Pourtant, comme le disait Youssoupha il y a plus de 10 ans : “Suce la tendance jusqu’à la mort, t’es dans de beaux draps, moi j’m’en fous de la mode, par définition elle se démodera”. La napolitaine devrait donc finir par rentrer dans le rang de la hype, probablement délogée de son trône par la nouvelle graille en vogue. Et, à vrai dire, pas forcément besoin d’aller chercher très loin pour dénicher ses potentielles rivales. Car dans l’arbre généalogique de la dynastie pizza, nombreuses sont les cousines aux charmes indéniables qui pourraient recevoir les faveurs de la cour. À commencer par la pizza romaine.
À vrai dire, elles sont même deux à venir de la capitale italienne. Si tous les chemins mènent à Rome, celui de la pizza également. La première, la pizza romaine ronde se distingue par sa pâte avant tout. À l’inverse de sa version napolitaine, la romaine a une pâte fine et croustillante ainsi que des cornicione étroits. Dans l’esprit, elle s’approche de la pizza “classique” que l’on pouvait précédemment trouver un peu partout en France. La deuxième pizza, issue de la ville de Francesco Totti, est celle dite al taglio (à la coupe). Cuite dans un moule, on la sert à la découpe sous forme de part rectangulaire que l’on paye généralement au poids. Elle présente l’avantage de souvent offrir des garnitures plus originales que les pizzas rondes et de posséder une pâte très croustillante.
Les multiples ramifications pizzaïolesques
Mais les ramifications pizzaïolesques ne s’arrêtent pas aux frontières de la botte. La culture de la pizza, à travers les migrations des populations du sud de l’Italie à la fin du XIXe siècle, s’est exportée aussi bien du côté de Marseille que de l’autre côté de l’Atlantique, notamment à Buenos Aires et à New York. Dans ses nouveaux ports d’attache, la pizza napolitaine va se réinventer en s’adaptant aux habitudes et aux produits locaux.
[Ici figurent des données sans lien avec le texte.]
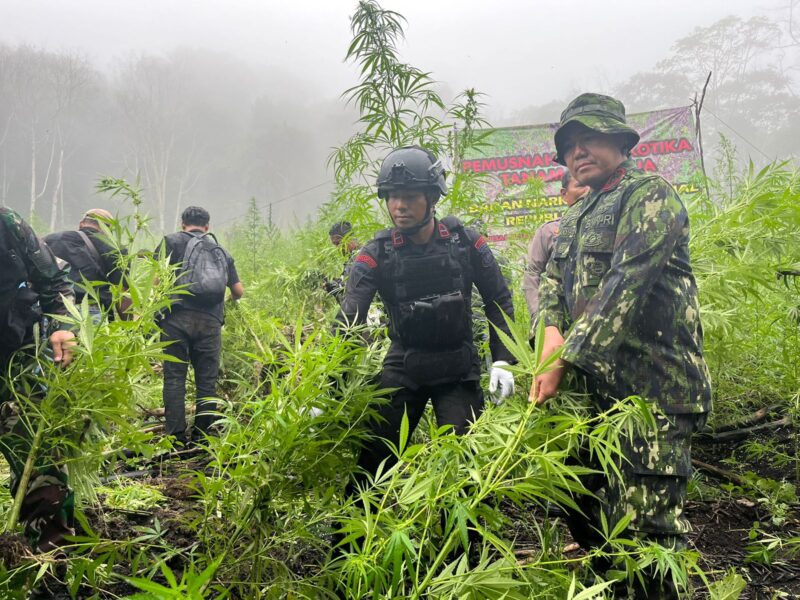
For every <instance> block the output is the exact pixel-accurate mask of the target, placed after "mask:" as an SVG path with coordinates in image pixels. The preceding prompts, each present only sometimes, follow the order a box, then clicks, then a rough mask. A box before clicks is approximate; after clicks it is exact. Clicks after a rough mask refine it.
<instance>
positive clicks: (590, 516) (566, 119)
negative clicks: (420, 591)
mask: <svg viewBox="0 0 800 600" xmlns="http://www.w3.org/2000/svg"><path fill="white" fill-rule="evenodd" d="M638 141H639V134H638V133H637V132H636V131H635V130H634V129H633V128H631V127H630V126H628V124H627V123H626V120H625V108H624V106H623V105H622V103H621V102H619V101H618V100H616V99H614V98H611V97H609V96H604V95H600V94H582V95H580V96H578V97H577V98H576V99H575V100H573V101H572V102H570V104H569V105H568V106H567V108H566V110H564V112H563V113H562V115H561V122H560V124H559V127H558V130H557V131H556V133H555V144H556V150H557V156H556V161H557V162H559V163H561V164H565V165H566V166H567V168H568V169H569V171H570V173H572V175H573V177H575V179H576V180H577V181H578V182H580V183H581V184H584V185H587V186H589V187H590V188H591V191H590V193H589V195H588V196H585V197H584V198H583V199H582V200H581V202H579V203H578V204H576V205H575V206H573V207H572V208H570V209H569V210H568V211H567V213H566V214H565V215H564V216H563V217H562V218H561V223H560V229H559V234H558V238H557V240H556V243H555V247H554V250H553V257H552V259H551V260H550V262H549V263H548V265H547V269H546V271H545V273H544V274H543V276H542V280H541V283H540V288H539V311H540V312H539V319H541V320H543V321H544V325H545V341H544V354H545V356H549V355H550V354H551V353H552V352H553V351H554V350H556V349H557V348H561V349H562V353H561V357H560V359H559V360H558V362H557V364H556V368H554V369H553V370H551V371H549V372H547V373H545V374H542V375H540V376H538V377H537V378H536V379H535V381H534V383H533V386H532V388H531V394H530V399H531V401H535V402H538V403H543V402H545V401H547V399H548V398H551V397H552V396H554V395H555V394H556V392H557V390H558V388H559V385H560V384H561V382H562V379H563V376H564V373H565V372H566V371H567V370H572V371H574V372H575V373H576V374H577V376H578V377H577V378H576V379H577V380H581V381H584V382H585V384H586V387H587V388H588V390H589V392H590V393H591V395H592V398H593V400H594V403H595V406H596V408H597V409H598V410H603V409H606V408H609V407H610V406H611V405H612V404H613V401H614V399H623V398H626V397H628V396H633V395H638V396H641V397H642V398H644V399H645V400H647V401H648V402H650V403H652V406H653V408H654V409H655V410H656V423H657V427H656V429H655V430H653V431H648V432H646V433H642V434H641V435H639V436H636V437H634V439H632V440H624V441H623V451H624V454H625V458H626V460H624V461H621V463H620V471H621V473H622V477H621V478H617V477H613V476H612V475H611V474H609V475H608V476H607V477H605V478H601V480H597V479H596V478H595V482H594V484H593V487H594V488H595V489H593V490H592V491H595V492H599V494H598V495H599V496H600V497H602V498H603V499H604V500H603V502H600V501H598V502H597V503H596V504H595V505H594V506H593V507H592V509H591V510H589V511H585V513H586V514H585V515H581V514H577V513H571V514H570V517H569V518H568V523H569V525H570V529H571V531H572V533H573V536H574V537H575V539H576V541H577V542H578V543H580V544H581V545H582V546H584V547H593V546H600V545H602V543H603V539H602V536H601V535H599V533H598V532H597V530H596V529H595V527H596V526H597V524H598V523H599V522H600V519H599V512H600V511H602V512H603V513H605V516H606V517H607V519H608V523H609V525H610V526H612V527H613V525H614V524H615V523H617V522H618V521H619V520H620V519H621V518H622V517H624V516H626V515H628V516H631V517H632V520H631V523H630V526H629V531H628V533H629V535H630V536H636V537H639V538H642V539H645V540H652V541H655V542H658V543H660V544H662V545H664V546H669V547H674V548H683V547H685V545H686V539H685V536H686V534H687V532H688V531H689V530H690V526H689V523H688V521H687V520H686V517H685V516H684V514H683V506H684V502H685V499H686V486H687V482H688V478H689V475H690V473H691V435H692V432H694V431H696V430H697V429H698V428H700V427H702V425H703V424H704V423H705V419H706V416H707V413H708V411H709V410H710V408H711V384H710V381H709V373H708V369H707V367H706V364H705V361H704V359H703V330H702V327H701V324H700V307H699V303H698V294H697V285H696V283H695V278H694V276H693V274H692V267H691V262H690V260H689V217H688V214H687V211H686V207H685V206H684V204H683V202H682V201H681V199H680V197H679V196H678V194H677V192H676V191H675V189H674V188H673V187H672V186H671V185H670V184H669V183H668V182H667V181H666V180H664V179H663V178H662V177H660V176H659V175H655V174H652V173H646V172H644V171H642V170H640V169H637V168H636V165H635V163H634V162H633V161H632V160H630V158H629V152H630V150H631V149H632V148H633V147H634V146H635V145H636V144H637V142H638ZM590 466H595V465H590ZM645 579H646V581H645V584H644V585H639V586H638V589H637V590H636V597H637V598H650V599H654V598H677V593H678V592H677V590H675V589H674V587H673V586H672V584H671V581H668V580H665V581H661V580H660V578H658V577H656V576H655V575H654V574H653V573H649V574H648V573H645Z"/></svg>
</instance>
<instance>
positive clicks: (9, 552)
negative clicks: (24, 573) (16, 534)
mask: <svg viewBox="0 0 800 600" xmlns="http://www.w3.org/2000/svg"><path fill="white" fill-rule="evenodd" d="M30 557H31V550H30V546H29V545H28V541H27V540H26V539H25V538H24V537H22V536H21V535H12V534H8V533H4V534H2V535H0V565H2V566H3V567H4V568H5V569H7V570H9V571H10V570H12V569H14V568H16V567H18V566H19V565H21V564H22V563H23V562H25V560H26V559H27V558H30Z"/></svg>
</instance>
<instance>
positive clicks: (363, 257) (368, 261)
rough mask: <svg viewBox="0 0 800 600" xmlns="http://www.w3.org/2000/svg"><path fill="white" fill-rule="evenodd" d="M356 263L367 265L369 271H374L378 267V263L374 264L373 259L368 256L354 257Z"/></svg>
mask: <svg viewBox="0 0 800 600" xmlns="http://www.w3.org/2000/svg"><path fill="white" fill-rule="evenodd" d="M356 262H357V263H363V264H365V265H367V266H368V267H369V268H370V269H375V268H376V267H377V266H378V263H377V262H375V259H374V258H372V257H371V256H370V255H369V254H359V255H358V256H356Z"/></svg>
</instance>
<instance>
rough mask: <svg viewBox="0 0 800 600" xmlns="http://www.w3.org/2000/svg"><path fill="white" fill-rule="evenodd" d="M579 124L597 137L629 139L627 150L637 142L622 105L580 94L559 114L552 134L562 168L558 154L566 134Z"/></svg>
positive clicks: (615, 101)
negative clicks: (562, 111)
mask: <svg viewBox="0 0 800 600" xmlns="http://www.w3.org/2000/svg"><path fill="white" fill-rule="evenodd" d="M573 123H579V124H580V125H583V126H584V127H588V128H589V129H592V130H593V131H597V132H600V133H607V134H614V133H620V134H623V135H625V136H627V138H628V148H633V147H634V146H635V145H636V144H637V143H638V142H639V133H638V132H637V131H636V130H635V129H634V128H633V127H630V126H629V125H628V124H627V123H626V122H625V105H624V104H622V102H620V101H619V100H617V99H616V98H612V97H611V96H604V95H603V94H581V95H580V96H578V97H577V98H575V99H574V100H573V101H572V102H570V103H569V105H568V106H567V108H566V109H564V112H562V113H561V121H560V123H559V125H558V129H557V130H556V134H555V142H556V157H555V161H556V162H557V163H559V164H561V165H563V164H565V162H564V154H563V152H562V151H561V148H562V145H563V143H564V141H565V138H566V133H567V131H569V130H571V129H572V128H573V127H575V125H573Z"/></svg>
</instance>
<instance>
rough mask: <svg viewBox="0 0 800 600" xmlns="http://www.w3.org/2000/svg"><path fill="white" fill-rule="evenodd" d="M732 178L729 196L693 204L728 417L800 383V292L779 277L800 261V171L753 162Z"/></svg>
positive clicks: (708, 354)
mask: <svg viewBox="0 0 800 600" xmlns="http://www.w3.org/2000/svg"><path fill="white" fill-rule="evenodd" d="M734 183H735V189H734V192H733V194H732V196H730V197H728V195H727V193H723V194H722V195H721V197H720V198H719V199H718V200H716V201H712V200H710V199H708V198H705V197H703V196H699V197H696V198H695V200H694V201H693V202H692V203H691V204H690V205H689V212H690V216H691V223H692V247H691V252H692V267H693V269H694V272H695V275H696V277H697V281H698V286H699V288H700V300H701V307H702V317H703V324H704V327H705V333H706V336H705V337H706V358H707V361H708V363H709V368H710V369H711V375H712V381H714V384H715V387H716V395H715V403H716V408H717V411H716V412H717V414H718V415H728V416H730V415H737V414H739V413H740V412H741V411H745V410H747V409H748V408H749V407H751V406H756V407H760V406H761V405H763V404H764V403H766V402H767V401H768V400H767V399H770V398H771V399H775V398H784V399H786V400H787V402H788V400H789V399H790V398H791V397H793V396H794V394H795V393H796V391H797V390H798V388H800V371H799V370H798V369H800V338H799V337H798V333H799V332H798V327H797V321H796V320H795V318H794V316H795V314H796V312H797V306H798V305H800V293H798V288H797V287H796V285H795V282H794V281H793V280H791V279H790V280H788V281H787V284H786V285H785V284H784V282H783V280H781V279H779V278H778V277H776V275H777V272H778V270H781V269H791V268H795V267H796V266H797V265H799V264H800V171H798V170H797V168H796V167H794V166H792V165H791V164H788V163H782V164H771V165H768V166H767V167H764V168H763V169H762V170H760V171H755V169H754V168H753V167H752V165H751V167H750V169H749V170H748V171H747V172H746V173H745V174H744V175H743V176H742V177H741V178H739V179H737V180H736V181H735V182H734ZM777 364H780V365H782V367H781V368H780V369H778V370H776V369H775V368H774V366H775V365H777Z"/></svg>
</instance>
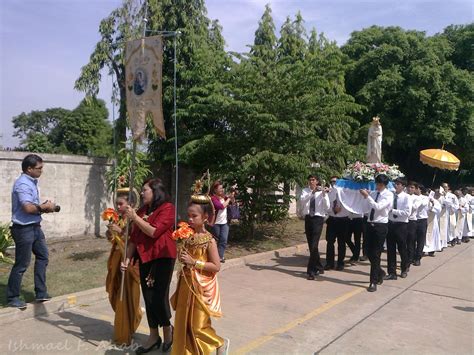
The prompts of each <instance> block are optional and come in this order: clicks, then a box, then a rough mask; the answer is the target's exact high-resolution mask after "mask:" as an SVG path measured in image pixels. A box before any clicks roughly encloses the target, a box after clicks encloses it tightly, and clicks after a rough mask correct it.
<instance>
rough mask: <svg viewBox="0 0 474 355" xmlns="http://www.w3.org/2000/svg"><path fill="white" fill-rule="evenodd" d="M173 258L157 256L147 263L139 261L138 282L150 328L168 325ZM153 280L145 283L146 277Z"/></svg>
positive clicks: (170, 316) (147, 318) (173, 265)
mask: <svg viewBox="0 0 474 355" xmlns="http://www.w3.org/2000/svg"><path fill="white" fill-rule="evenodd" d="M174 262H175V259H171V258H159V259H155V260H152V261H149V262H147V263H144V264H143V263H141V262H140V283H141V286H142V294H143V299H144V300H145V308H146V317H147V320H148V326H149V327H150V328H158V327H160V326H161V327H167V326H170V325H171V323H170V319H171V309H170V296H169V293H170V283H171V278H172V277H173V269H174ZM148 276H151V277H152V278H153V280H154V282H153V285H152V286H148V285H147V280H146V279H147V277H148Z"/></svg>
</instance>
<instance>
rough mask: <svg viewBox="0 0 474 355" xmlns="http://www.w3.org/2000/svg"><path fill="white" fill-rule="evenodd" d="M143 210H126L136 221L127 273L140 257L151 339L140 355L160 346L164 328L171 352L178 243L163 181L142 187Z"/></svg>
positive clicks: (142, 285) (129, 208) (127, 212)
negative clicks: (172, 318) (171, 278)
mask: <svg viewBox="0 0 474 355" xmlns="http://www.w3.org/2000/svg"><path fill="white" fill-rule="evenodd" d="M141 196H142V202H143V207H141V208H140V209H139V210H138V211H137V212H136V213H135V211H134V209H133V208H131V207H129V208H127V211H126V213H127V216H128V218H130V220H131V221H133V229H132V233H131V236H130V241H129V244H128V248H127V257H126V260H125V263H122V269H126V268H127V266H128V264H129V263H130V259H132V258H134V257H135V255H136V254H138V260H139V266H140V283H141V287H142V294H143V299H144V300H145V307H146V315H147V319H148V326H149V327H150V336H149V337H148V341H147V342H146V344H144V346H141V347H139V348H138V349H137V351H136V353H137V354H144V353H147V352H150V351H151V350H153V349H157V348H159V347H160V346H161V343H162V340H161V338H160V335H159V332H158V328H159V327H163V337H164V342H163V349H162V350H163V351H164V352H166V351H168V350H169V349H170V348H171V345H172V342H173V331H172V327H171V323H170V319H171V310H170V303H169V287H170V283H171V278H172V276H173V269H174V263H175V259H176V243H175V242H174V241H173V240H172V239H171V234H172V232H173V227H174V223H175V209H174V205H173V204H171V203H170V202H169V197H168V194H167V193H166V191H165V188H164V186H163V184H162V183H161V180H160V179H151V180H148V181H146V182H145V183H144V184H143V187H142V193H141Z"/></svg>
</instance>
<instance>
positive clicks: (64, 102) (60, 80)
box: [0, 0, 474, 148]
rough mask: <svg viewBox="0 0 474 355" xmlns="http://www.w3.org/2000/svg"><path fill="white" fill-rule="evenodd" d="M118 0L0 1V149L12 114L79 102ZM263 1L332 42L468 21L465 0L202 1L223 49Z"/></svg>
mask: <svg viewBox="0 0 474 355" xmlns="http://www.w3.org/2000/svg"><path fill="white" fill-rule="evenodd" d="M180 1H184V0H180ZM121 2H122V1H121V0H0V146H3V147H11V148H13V147H15V146H18V143H19V142H18V139H17V138H15V137H13V126H12V123H11V119H12V117H14V116H16V115H18V114H20V113H21V112H30V111H32V110H44V109H46V108H50V107H64V108H67V109H74V108H75V107H76V106H77V105H78V104H79V102H80V101H81V99H82V98H83V97H84V94H83V93H81V92H77V91H75V90H74V82H75V80H76V79H77V77H78V76H79V74H80V69H81V67H82V66H83V65H85V64H86V63H87V62H88V59H89V56H90V54H91V52H92V50H93V48H94V46H95V44H96V43H97V41H98V40H99V33H98V26H99V22H100V20H101V19H103V18H104V17H106V16H107V15H108V14H109V13H110V12H111V11H112V10H113V9H114V8H116V7H118V6H119V5H120V4H121ZM267 3H270V4H271V7H272V14H273V19H274V21H275V25H276V28H277V30H278V29H279V28H280V26H281V24H282V23H283V22H284V21H285V19H286V17H287V16H291V17H294V15H295V14H296V13H297V12H298V10H299V11H301V14H302V16H303V18H304V20H305V24H306V28H307V30H308V33H309V31H310V30H311V28H313V27H315V28H316V30H317V31H318V33H320V32H324V33H325V35H326V36H327V37H328V38H329V39H331V40H335V41H337V43H338V44H339V45H342V44H344V43H345V41H347V39H348V38H349V37H350V34H351V32H353V31H357V30H361V29H363V28H366V27H369V26H372V25H379V26H400V27H402V28H405V29H416V30H420V31H425V32H426V33H427V34H428V35H433V34H435V33H438V32H441V31H442V30H443V29H444V28H445V27H446V26H448V25H450V24H466V23H470V22H473V21H474V2H473V1H471V0H436V1H434V0H398V1H397V0H364V1H358V0H273V1H272V0H207V1H206V6H207V10H208V16H209V17H210V18H211V19H218V20H219V22H220V23H221V25H222V26H223V34H224V38H225V40H226V43H227V49H228V50H232V51H237V52H242V51H247V49H248V48H247V45H249V44H251V43H252V42H253V37H254V33H255V30H256V29H257V26H258V21H259V19H260V17H261V16H262V14H263V11H264V8H265V4H267ZM168 30H170V29H168ZM178 60H179V58H178ZM111 84H112V78H110V77H108V76H107V75H106V73H104V75H103V80H102V84H101V89H100V92H99V97H100V98H102V99H104V100H105V101H106V102H108V103H109V104H108V107H109V111H110V118H111V117H112V106H111V104H110V95H111V86H112V85H111Z"/></svg>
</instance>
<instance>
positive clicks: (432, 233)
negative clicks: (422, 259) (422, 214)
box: [423, 199, 443, 253]
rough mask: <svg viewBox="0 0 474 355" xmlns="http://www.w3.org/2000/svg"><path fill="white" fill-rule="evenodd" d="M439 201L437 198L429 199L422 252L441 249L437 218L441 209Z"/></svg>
mask: <svg viewBox="0 0 474 355" xmlns="http://www.w3.org/2000/svg"><path fill="white" fill-rule="evenodd" d="M442 209H443V208H442V206H441V203H440V202H439V201H438V200H435V199H432V200H430V211H429V213H428V229H427V231H426V242H425V247H424V248H423V252H425V253H430V252H434V251H441V249H442V246H441V234H440V224H439V218H440V214H441V211H442Z"/></svg>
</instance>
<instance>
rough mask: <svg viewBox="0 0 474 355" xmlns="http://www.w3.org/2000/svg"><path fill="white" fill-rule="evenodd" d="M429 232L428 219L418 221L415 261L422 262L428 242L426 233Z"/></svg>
mask: <svg viewBox="0 0 474 355" xmlns="http://www.w3.org/2000/svg"><path fill="white" fill-rule="evenodd" d="M427 230H428V219H426V218H424V219H419V220H417V221H416V239H415V261H417V260H421V258H422V256H423V248H424V247H425V242H426V231H427Z"/></svg>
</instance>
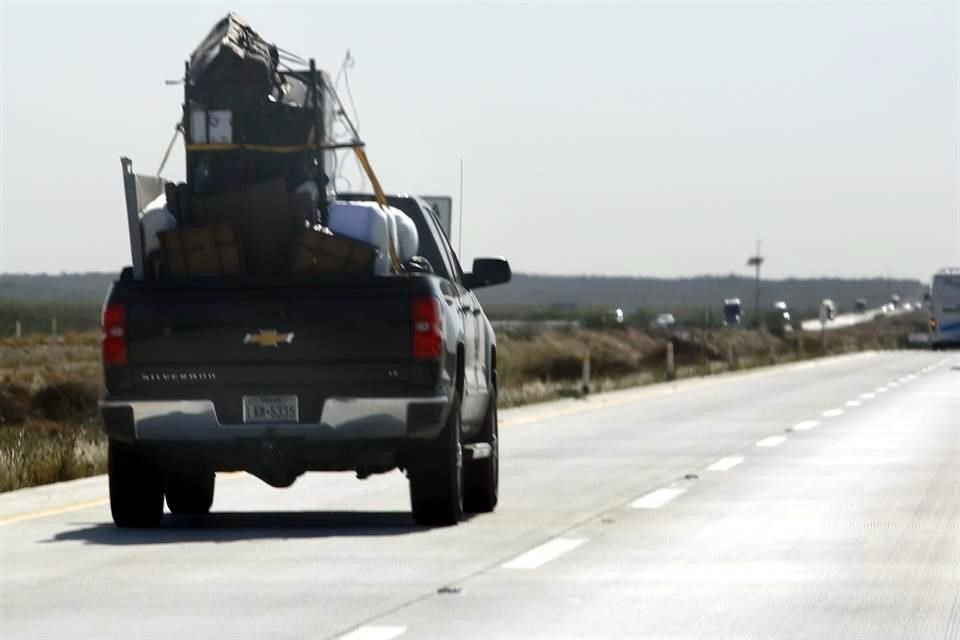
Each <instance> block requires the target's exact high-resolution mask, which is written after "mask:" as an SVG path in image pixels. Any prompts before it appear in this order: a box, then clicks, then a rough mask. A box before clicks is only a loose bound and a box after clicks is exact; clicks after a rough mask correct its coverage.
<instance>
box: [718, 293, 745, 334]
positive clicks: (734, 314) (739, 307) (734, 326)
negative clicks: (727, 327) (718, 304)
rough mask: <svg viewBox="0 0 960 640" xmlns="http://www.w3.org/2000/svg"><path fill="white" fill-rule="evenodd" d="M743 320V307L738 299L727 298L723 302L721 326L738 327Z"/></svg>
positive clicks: (735, 298)
mask: <svg viewBox="0 0 960 640" xmlns="http://www.w3.org/2000/svg"><path fill="white" fill-rule="evenodd" d="M742 320H743V305H742V304H740V298H727V299H725V300H724V301H723V326H725V327H739V326H740V323H741V321H742Z"/></svg>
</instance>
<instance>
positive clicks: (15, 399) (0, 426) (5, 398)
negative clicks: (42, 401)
mask: <svg viewBox="0 0 960 640" xmlns="http://www.w3.org/2000/svg"><path fill="white" fill-rule="evenodd" d="M29 415H30V390H29V389H27V388H26V387H24V386H23V385H19V384H16V383H11V382H4V383H2V384H0V427H2V426H6V425H17V424H23V421H24V420H26V419H27V417H28V416H29Z"/></svg>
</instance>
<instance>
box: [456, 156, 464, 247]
mask: <svg viewBox="0 0 960 640" xmlns="http://www.w3.org/2000/svg"><path fill="white" fill-rule="evenodd" d="M458 208H459V209H460V223H459V224H458V225H457V227H458V228H457V235H458V239H457V255H458V256H460V259H461V260H462V259H463V158H460V205H459V207H458Z"/></svg>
En débarquant sous l’œil bienveillant de la Bonne Mère, la Napolitaine devient la “moitié-moitié” avec sa moitié d’anchois et son autre moitié d’emmental. Elle donne même lieu à la création d’un lifestyle typiquement marseillais avec l’invention du camion à pizza, par Jean Méritan, en 1962.
Du côté de la grande pomme, elle se voit en version XXL, dopée au pepperoni et dealée à la slice. Alors qu’en Argentine, qui est à l’époque une puissance agricole qui fait rêver un bon paquet d’Européens, la pizza incarne le reflet de cette opulence. Complètement sous perfusion de fromage, elle abandonne dans sa version fugazzeta toute trace de tomate pour laisser la place à un tapis d’oignons reposant sur une pâte fourrée aux anabolisants lactiques. D’autres pays encore comme la Turquie ou la Géorgie accueillent des cousines éloignées de notre chère pizza. Le pide ou le khachapuri font ainsi partie de cette vaste famille de pâtes plus ou moins rondes, plus ou moins cuites et plus ou moins garnies.
Cette grande famille qui tape à la porte du succès et d’une tendance future et qui, slice par slice, trouve sa place dans le pizza game parisien et français. Cette famille aussi large qu’accueillante qui ne réclame qu’un peu d’attention et quelques stories pour transformer la hyp’olitaine en un lointain souvenir dans votre cœur de pizzaiophile.